If we hold a wake for each print publication that dies or goes digital-only, we’d be drinking all the time (which is not a bad response). Newsweek today announced, in spite of recent protestations, that it was indeed ending publication of its print edition this year.

Volumes have been written about this phenomenon, and more will be on the way. You can read them on your computer, e-reader, or mobile device. In the meantime, an observation.

Print media are in fundamental ways different than their digital counterparts as tools. Not better or worse, just different. This is not the conceit of old-school anachronists who defy the new guard to take the paper magazines or books from their (sooner than later) cold, dead hands. To understand how that could be so, read the increasingly unread Marshall McLuhan.
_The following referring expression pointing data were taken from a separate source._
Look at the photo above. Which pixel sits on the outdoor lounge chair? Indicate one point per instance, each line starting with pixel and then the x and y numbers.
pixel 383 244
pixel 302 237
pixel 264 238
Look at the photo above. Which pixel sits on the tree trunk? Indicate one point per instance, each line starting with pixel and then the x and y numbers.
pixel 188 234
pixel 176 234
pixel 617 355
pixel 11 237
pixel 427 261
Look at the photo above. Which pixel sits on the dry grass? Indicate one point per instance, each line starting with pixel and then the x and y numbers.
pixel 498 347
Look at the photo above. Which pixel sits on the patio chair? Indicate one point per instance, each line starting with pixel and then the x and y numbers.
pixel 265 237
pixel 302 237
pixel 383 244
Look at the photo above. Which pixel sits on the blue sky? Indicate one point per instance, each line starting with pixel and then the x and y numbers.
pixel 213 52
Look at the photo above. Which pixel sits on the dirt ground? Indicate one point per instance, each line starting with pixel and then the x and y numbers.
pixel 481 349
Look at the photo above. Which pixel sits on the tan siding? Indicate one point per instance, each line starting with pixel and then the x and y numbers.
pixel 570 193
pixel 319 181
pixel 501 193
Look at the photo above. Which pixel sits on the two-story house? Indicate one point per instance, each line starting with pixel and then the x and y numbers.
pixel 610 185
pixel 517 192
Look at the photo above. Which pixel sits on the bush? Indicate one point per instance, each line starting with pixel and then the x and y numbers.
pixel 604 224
The message of the medium is the message is that each medium is particular in granular ways (not sure if McLuhan would have loved, hated, or wished he had coined that buzzword). Those ways are not just meaningful, they are some of the most important meaning. If you can’t make a long list of conceptual, non-practical ways that identical content is deeply different in paper and digital form, you aren’t thinking hard enough, and you haven’t read McLuhan.
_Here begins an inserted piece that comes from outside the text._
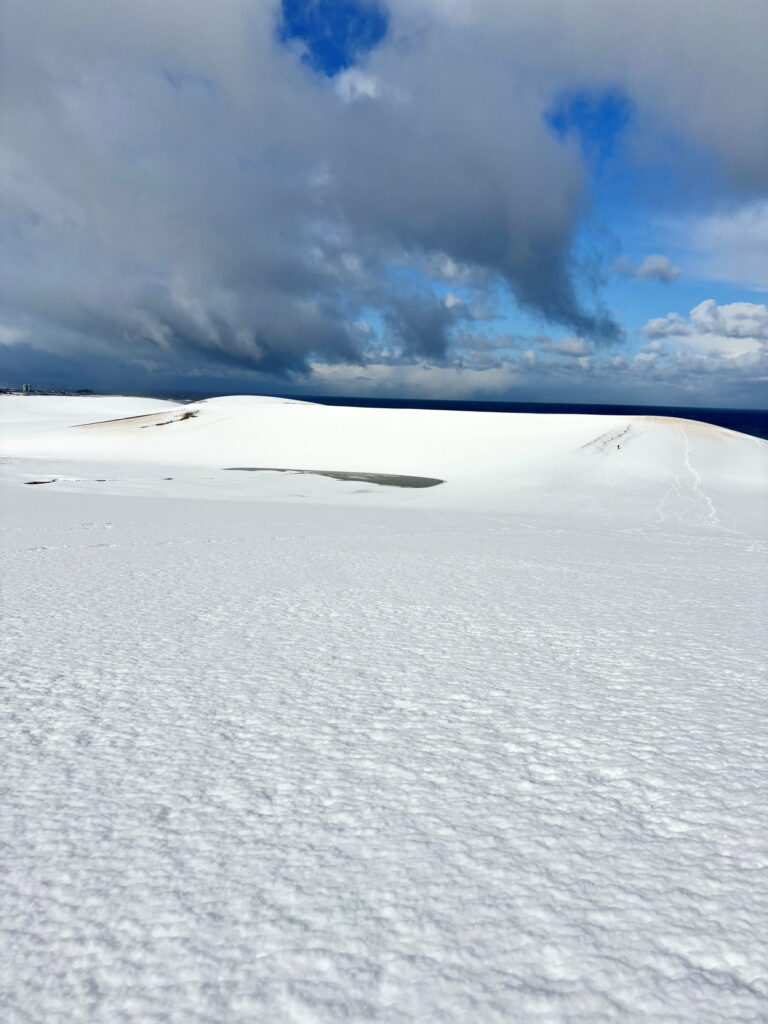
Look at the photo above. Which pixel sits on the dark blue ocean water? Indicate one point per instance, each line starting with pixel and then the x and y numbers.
pixel 747 421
Suffice it to say that in ways that matter, the Newsweek that doesn’t require electrons is different than the one that does, even if the content is the same.

After saying all those important and noble things, a small confession of complicity. There was a time when a mailbox full of top-tier magazines was both a sign and a source of erudition. Many news junkies got their start when their parents subscribed to the newsweeklies—one, two or, if you were lucky, all three. Newsweek, Time and U.S. News and World Report every week, highly anticipated and absorbed cover to cover once they arrived.
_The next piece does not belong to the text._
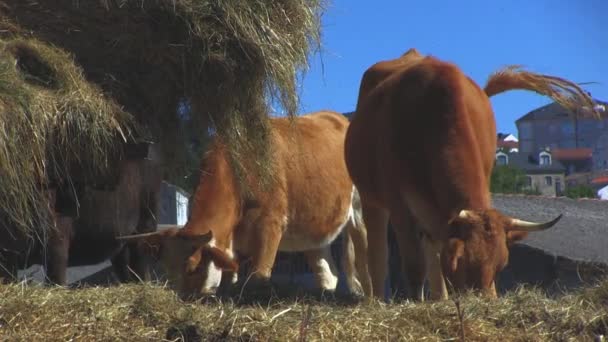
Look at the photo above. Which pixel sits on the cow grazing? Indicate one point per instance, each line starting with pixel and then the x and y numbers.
pixel 85 233
pixel 420 150
pixel 307 205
The arrival of paper magazines is still a thrill. But one by one, the subscriptions were allowed to dwindle. It wasn’t just access to free and instantaneous alternatives; as far as expense, many print magazines priced themselves ridiculously low. It was like a relationship that lapses and fades, even if you know you might well be better off in keeping it alive. It was just the times, the way of the world.

Maybe Newsweek and other print editions would have lasted if subscribers had been willing to make an effort and work on the relationship. But they didn’t. We may look back and see these print magazines as the ones that got away, but we shouldn’t have let them. Just because it’s the way of the world doesn’t mean it’s for the best.